MY FRIEND Ciel Habito is too unkind with his one-paragraph dismissal of former president Gloria Arroyo’s economic legacy (“Presidential economic legacies,” Opinion, 11/3/15). To correct this revisionism, let me remind him of some of her achievements, which for the sake of brevity I will limit to just 10:
1. The value-added tax rate she “only” increased to 12 percent set the stage for fiscal reforms that fundamentally strengthened government finances and eased the way for sin tax reforms under the second Aquino presidency.
2. The roll-on, roll-off nautical highway she “only” introduced now allows Manila housewives to buy fresh produce at virtually the same price and quality as when they were harvested in Mindanao.
3. The conditional cash transfer program she “only” launched is now touted by the present Aquino administration as its flagship anti-poverty initiative.
4. More roads, bridges and classrooms built during her nine years than her predecessors in their combined 16 years, including game-changers like SCTEx and TPLEx.
5. Whole new industries created from scratch, like business process outsourcing (from a few hundred to half a million call center agents) and shipbuilding (we’re now among the world’s top five).
6. Overseas work opportunities expanded as an alternative for the country’s growing labor force (not to mention a durable source of remittances), pending basic productivity and investment climate reforms that should have been on the agenda of the second Aquino administration.
7. Unprecedented industrial peace, with labor strikes down to literally zero in some years.
8. A remarkable 37 straight quarters of uninterrupted economic growth, even in the depths of the 2008 global recession.
9. A stronger peso when she stepped down (P46.3:$1 in June 2010) than when she started her terms (P50.9:$1 in January 2001, P55.9:$1 in June 2004), unprecedented among modern Philippine presidents.
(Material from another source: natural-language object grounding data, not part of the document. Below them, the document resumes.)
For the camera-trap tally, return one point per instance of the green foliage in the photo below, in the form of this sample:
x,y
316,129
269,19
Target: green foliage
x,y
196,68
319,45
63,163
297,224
Not the best thing for exporters and OFWs, true, but strong currency demand among investors and traders testifies to positive economic fundamentals.
10. Because of all the above, reversal of the country’s “BB/Ba” credit ratings. These improved from “negative” to “stable” to “positive” outlooks during her term before breaking into “BBB/Baa” investment grade starting in November 2010, shortly after she stepped down.